Ed, you are (intentionally?) blurring the distinction between viable (which, as you say, means "capable of life" and life itself. Nobody argues that unborn human beings are "non-viable", but they argue that (at certain early stage) they are not LIFE.
In any event, the abortion debate turns on the question of "what is life" — a question with scientific, moral, and religious overtones. There is no right answer as to when life begins — it is a matter of opinion. Personal opinion. A deeply personal opinion. Pro-choice is not anti-abortion; it simply means that the choice of when life begins for a fetus should be left to the individual, not the government that you apparently despise so much.
6) The Geneva Conventions’ protocols relative to the treatment of prisoners of war, were created for the purpose of holding the signatories of the various treaties which make up those Conventions to a certain moral standard of behavior during times of war. Any entity, be it a nation, group, or individual, that does not adhere to the standards set forth therein, is not subject to the Conventions’ protections under international law. How then can one justify affording such protections to terrorists, who ignore all of the aforementioned behavioral standards?
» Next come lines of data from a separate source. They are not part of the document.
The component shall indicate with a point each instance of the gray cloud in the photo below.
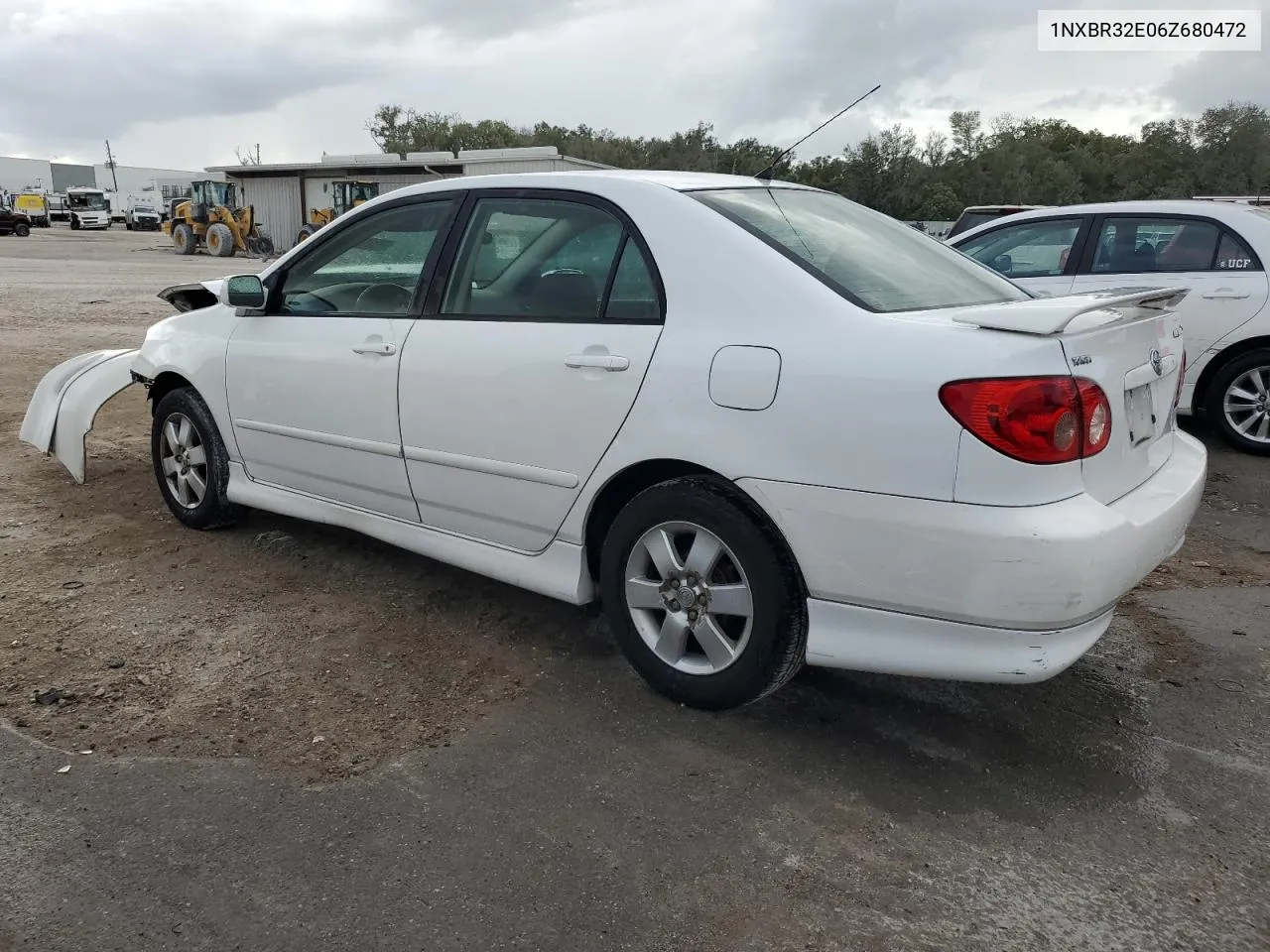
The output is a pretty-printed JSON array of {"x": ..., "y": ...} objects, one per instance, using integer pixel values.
[
  {"x": 1213, "y": 79},
  {"x": 173, "y": 81}
]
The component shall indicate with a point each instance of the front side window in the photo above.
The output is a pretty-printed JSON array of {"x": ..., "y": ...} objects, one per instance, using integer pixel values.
[
  {"x": 1034, "y": 249},
  {"x": 371, "y": 267},
  {"x": 1155, "y": 245},
  {"x": 871, "y": 259},
  {"x": 536, "y": 259}
]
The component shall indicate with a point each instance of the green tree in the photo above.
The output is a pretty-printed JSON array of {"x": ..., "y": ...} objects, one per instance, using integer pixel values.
[{"x": 1032, "y": 160}]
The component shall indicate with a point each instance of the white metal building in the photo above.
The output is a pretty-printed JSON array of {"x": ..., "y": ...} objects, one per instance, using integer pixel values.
[
  {"x": 282, "y": 194},
  {"x": 42, "y": 176}
]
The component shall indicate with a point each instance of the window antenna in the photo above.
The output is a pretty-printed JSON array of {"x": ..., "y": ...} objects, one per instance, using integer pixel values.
[{"x": 766, "y": 175}]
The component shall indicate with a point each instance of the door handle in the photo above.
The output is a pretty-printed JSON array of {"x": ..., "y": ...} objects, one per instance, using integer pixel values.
[
  {"x": 603, "y": 362},
  {"x": 379, "y": 348}
]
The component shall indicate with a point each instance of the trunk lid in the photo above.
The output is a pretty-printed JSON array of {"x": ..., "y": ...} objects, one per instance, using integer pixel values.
[{"x": 1129, "y": 341}]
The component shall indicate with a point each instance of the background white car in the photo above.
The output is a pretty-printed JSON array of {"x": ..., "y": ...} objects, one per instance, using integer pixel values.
[
  {"x": 1218, "y": 249},
  {"x": 763, "y": 422}
]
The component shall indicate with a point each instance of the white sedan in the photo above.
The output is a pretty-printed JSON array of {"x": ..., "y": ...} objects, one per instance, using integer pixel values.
[
  {"x": 763, "y": 424},
  {"x": 1215, "y": 249}
]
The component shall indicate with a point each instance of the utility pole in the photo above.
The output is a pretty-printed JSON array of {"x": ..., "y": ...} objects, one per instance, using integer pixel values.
[{"x": 109, "y": 162}]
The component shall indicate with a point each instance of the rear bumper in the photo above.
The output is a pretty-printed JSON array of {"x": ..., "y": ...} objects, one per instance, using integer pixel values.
[
  {"x": 889, "y": 643},
  {"x": 1017, "y": 569}
]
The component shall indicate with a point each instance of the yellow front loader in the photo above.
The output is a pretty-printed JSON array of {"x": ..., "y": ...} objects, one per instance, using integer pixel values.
[
  {"x": 211, "y": 218},
  {"x": 344, "y": 194}
]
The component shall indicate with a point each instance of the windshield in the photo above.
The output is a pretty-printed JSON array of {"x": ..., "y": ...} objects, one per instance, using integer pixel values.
[
  {"x": 871, "y": 259},
  {"x": 90, "y": 202}
]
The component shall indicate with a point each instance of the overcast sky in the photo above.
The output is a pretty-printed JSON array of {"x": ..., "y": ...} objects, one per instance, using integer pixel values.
[{"x": 181, "y": 82}]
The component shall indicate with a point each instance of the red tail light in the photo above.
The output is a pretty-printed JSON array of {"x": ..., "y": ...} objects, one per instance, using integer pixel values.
[{"x": 1033, "y": 419}]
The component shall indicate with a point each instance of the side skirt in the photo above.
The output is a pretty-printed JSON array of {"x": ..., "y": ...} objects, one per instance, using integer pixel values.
[{"x": 559, "y": 571}]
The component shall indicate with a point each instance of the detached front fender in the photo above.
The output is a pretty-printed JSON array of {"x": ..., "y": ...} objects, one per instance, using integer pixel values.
[{"x": 64, "y": 407}]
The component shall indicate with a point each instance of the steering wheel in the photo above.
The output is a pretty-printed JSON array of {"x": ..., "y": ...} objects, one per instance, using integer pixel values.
[{"x": 384, "y": 298}]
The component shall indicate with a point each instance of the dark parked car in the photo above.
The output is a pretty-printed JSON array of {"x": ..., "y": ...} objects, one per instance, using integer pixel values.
[{"x": 14, "y": 222}]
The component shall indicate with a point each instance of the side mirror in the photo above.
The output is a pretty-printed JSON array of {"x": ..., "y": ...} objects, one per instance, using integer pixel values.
[{"x": 244, "y": 291}]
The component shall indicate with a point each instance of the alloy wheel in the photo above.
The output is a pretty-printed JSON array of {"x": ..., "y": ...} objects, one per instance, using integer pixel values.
[
  {"x": 1247, "y": 405},
  {"x": 183, "y": 458},
  {"x": 689, "y": 598}
]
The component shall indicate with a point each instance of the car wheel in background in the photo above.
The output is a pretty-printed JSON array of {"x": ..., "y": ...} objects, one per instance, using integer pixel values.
[
  {"x": 190, "y": 462},
  {"x": 1238, "y": 403},
  {"x": 702, "y": 599}
]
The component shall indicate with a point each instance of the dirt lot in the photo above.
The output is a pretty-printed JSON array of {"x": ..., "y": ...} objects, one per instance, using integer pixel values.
[
  {"x": 1121, "y": 805},
  {"x": 254, "y": 643}
]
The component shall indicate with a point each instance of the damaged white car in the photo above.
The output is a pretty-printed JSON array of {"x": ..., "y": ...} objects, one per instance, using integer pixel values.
[{"x": 763, "y": 424}]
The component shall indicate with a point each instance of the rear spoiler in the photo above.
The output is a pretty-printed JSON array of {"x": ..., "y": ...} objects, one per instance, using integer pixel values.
[{"x": 1058, "y": 315}]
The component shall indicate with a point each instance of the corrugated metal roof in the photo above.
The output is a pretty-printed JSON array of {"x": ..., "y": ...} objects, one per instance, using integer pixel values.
[{"x": 399, "y": 167}]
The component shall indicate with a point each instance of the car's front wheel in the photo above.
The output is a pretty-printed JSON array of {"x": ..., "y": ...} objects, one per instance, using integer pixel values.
[
  {"x": 190, "y": 462},
  {"x": 1238, "y": 403},
  {"x": 703, "y": 601}
]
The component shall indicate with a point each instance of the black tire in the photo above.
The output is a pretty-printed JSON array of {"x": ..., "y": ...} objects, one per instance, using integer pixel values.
[
  {"x": 213, "y": 509},
  {"x": 1214, "y": 403},
  {"x": 776, "y": 644},
  {"x": 185, "y": 240}
]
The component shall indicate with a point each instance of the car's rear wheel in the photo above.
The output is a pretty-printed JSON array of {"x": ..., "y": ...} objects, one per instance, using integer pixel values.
[
  {"x": 703, "y": 601},
  {"x": 1238, "y": 403},
  {"x": 190, "y": 462}
]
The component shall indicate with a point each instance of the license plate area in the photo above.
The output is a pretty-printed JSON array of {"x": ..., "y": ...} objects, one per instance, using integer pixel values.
[{"x": 1139, "y": 414}]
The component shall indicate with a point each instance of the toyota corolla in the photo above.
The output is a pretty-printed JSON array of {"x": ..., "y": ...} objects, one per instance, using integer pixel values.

The problem with that line of thinking is: Who decides who is a "terrorist"? A guy who gets picked up off the streets in Kabul — is he a terrorist or not? If not, he is a civilian (a non-combatant), and subject to protection under the Geneva Conventions whether or not he (or his country) is a signatory or not.
Oh, and one last thing…
7) If George W. Bush is as stupid as so many liberals claim, how did he manage to steal an election, mastermind 9/11, cover up his administration’s involvement in that event after the fact, con practically every Congressional Democrat into going to war with Iraq just so he could further enrich his cronies in the oil industry, single-handedly destroy every American’s civil rights via the Patriot Act, and then steal a second election on top of all that? And if he’s really an evil genius, which he’d surely have to be to get away with even half of those things, why aren’t his primary political adversaries in prison on trumped-up criminal charges right now… or dead?
Can’t answer that. My brain exploded again.